In the heat of battle, with Darius almost in his grasp, Alexander scoffed that Parmenio fretted more about the loss of the Macedonian camp and its valuables than the course of the battle itself. Nevertheless, he sent back the rider with the promise that Alexander and his Companions would reverse their course, though not without the insulting admonition to Parmenio that the victorious add the baggage of their enemies to their own, while the defeated must not worry about money or their slaves, but only how to fight bravely and die with honor. Parmenio was not worried about his own baggage, nor even about getting his hands on the rich camp of the enemy, but was terrified about the very survival of his entire wing, and with it the fate of a Macedonian army thousands of miles from the Aegean. That same specter struck Napoleon centuries later, when he remarked that Gaugamela was a great victory but too risky, since defeat would have stranded Alexander “nine hundred leagues from Macedonia.” Parmenio knew that the gallant dash of his king, brilliantly timed to crack the weakened Persian left and middle, was nevertheless a tremendous gamble: a chasm opened in the Macedonian lines the moment the Companions took off. If Alexander was right that the Macedonians were a victory away from inheriting the entire Persian Empire, Parmenio was equally correct that they were also a defeat away from total annihilation— 50,000 Europeans 1,500 miles from home in a sea of millions of enemies.

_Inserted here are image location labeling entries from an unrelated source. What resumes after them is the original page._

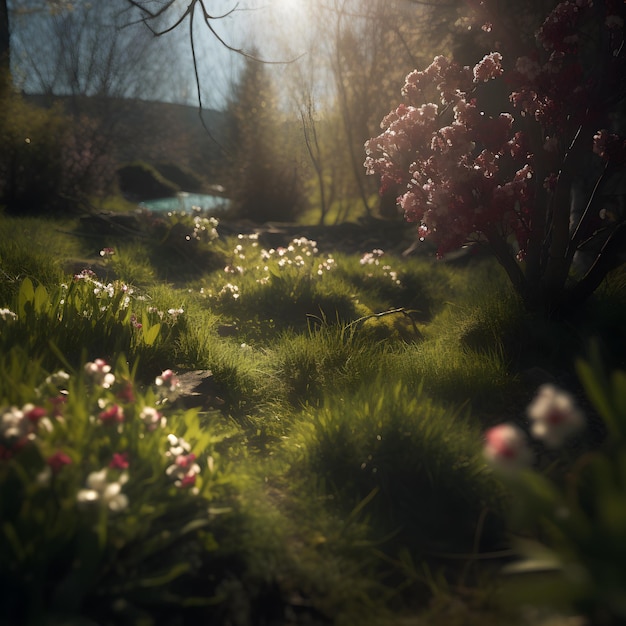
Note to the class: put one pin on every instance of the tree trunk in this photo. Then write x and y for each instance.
(5, 47)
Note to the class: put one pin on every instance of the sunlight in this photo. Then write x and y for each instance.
(284, 20)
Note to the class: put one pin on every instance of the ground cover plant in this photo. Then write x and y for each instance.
(331, 467)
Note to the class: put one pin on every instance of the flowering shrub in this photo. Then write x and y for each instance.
(107, 468)
(575, 513)
(534, 187)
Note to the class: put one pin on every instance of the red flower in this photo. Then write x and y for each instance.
(58, 460)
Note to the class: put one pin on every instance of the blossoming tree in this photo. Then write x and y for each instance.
(536, 178)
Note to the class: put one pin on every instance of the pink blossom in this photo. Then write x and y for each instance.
(119, 460)
(506, 447)
(489, 67)
(33, 413)
(112, 415)
(58, 460)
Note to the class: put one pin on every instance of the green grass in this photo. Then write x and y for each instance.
(340, 436)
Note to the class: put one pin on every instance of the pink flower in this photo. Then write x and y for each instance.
(490, 67)
(33, 413)
(119, 461)
(58, 460)
(506, 447)
(554, 416)
(113, 415)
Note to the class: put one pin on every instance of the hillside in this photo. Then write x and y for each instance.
(153, 132)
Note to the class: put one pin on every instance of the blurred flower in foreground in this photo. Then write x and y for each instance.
(99, 490)
(554, 416)
(506, 447)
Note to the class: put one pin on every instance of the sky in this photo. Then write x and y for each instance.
(275, 30)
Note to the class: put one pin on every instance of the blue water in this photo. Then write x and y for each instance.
(185, 202)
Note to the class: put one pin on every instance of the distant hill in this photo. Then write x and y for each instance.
(152, 132)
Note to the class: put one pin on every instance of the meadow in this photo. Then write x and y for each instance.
(200, 428)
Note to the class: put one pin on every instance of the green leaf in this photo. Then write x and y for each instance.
(150, 334)
(597, 391)
(41, 299)
(26, 295)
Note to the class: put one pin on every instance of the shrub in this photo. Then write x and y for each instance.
(141, 181)
(413, 468)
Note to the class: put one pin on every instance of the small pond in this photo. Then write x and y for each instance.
(184, 201)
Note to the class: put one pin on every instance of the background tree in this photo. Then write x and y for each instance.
(261, 175)
(544, 189)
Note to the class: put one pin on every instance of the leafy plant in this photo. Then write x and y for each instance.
(106, 497)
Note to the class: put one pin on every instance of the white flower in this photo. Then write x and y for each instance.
(99, 490)
(169, 386)
(100, 372)
(12, 423)
(554, 416)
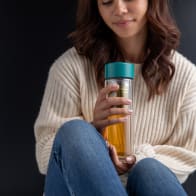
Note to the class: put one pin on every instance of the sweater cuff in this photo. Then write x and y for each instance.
(144, 151)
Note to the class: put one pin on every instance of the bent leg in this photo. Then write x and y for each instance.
(80, 164)
(149, 177)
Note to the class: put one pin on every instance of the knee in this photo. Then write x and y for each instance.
(76, 132)
(149, 167)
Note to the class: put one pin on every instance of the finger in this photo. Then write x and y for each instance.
(131, 159)
(115, 101)
(113, 155)
(106, 90)
(115, 111)
(106, 122)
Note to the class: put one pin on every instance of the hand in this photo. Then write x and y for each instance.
(104, 108)
(121, 166)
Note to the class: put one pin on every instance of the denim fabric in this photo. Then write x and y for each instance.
(80, 166)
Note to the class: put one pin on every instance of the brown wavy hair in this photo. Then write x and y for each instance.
(93, 39)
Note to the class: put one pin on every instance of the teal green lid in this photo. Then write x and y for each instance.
(119, 70)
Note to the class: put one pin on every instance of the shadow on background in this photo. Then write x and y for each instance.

Up until Parmenio’s messenger arrived, the battle had been a perfect day. Plutarch says that Alexander’s chief problem when he slammed into the Persian line was the sheer mass of enemy dead and wounded who obstructed the pursuit “by grabbing on and entwining themselves around both riders and horses” (
Alexander
33.7). Arrian adds that horsemen were literally “shoving” the Persians before the phalanx came on with their bristling spears (
Anabasis
3.14.2–3). Alexander’s tactical plan was simple but typically brilliant: as Parmenio pivoted on the left, tying down the Persian right and securing the safety of the army’s rear, he would have the entire Macedonian line drift slowly rightward, toward the rough ground where Darius’s scythed chariots would be useless. In response, the Persian king would be forced to send his left wing to surround Alexander’s right and block the Macedonian drift—and thereby deplete his own middle companies in an effort to herd Alexander back.

Alexander would continue to send rightward successive contingents—light-armed, horse, and infantry—to force the Persian flanking contingents into an ever-widening hook. Meanwhile, Alexander himself would sit tight with his veterans until he spotted a gap at the heart of the weakened enemy middle. For just such a moment, Alexander was holding back his grand punch—a wedge of his Companions, hypaspists, and the phalanx. With these veterans—the best fighting men the ancient world would produce—he would charge through the hole, into the heart of the Persian line and right at Darius himself. True, the Persian army was far larger and in theory might outflank both his wings. But as long as his horsemen and reserves channeled the flanking assaults outward, the base of the Persian attack at some point surely must thin and weaken. In every outflanking attack, troops must be transferred from somewhere; that somewhere Alexander was confident he could spot and exploit before it was too late.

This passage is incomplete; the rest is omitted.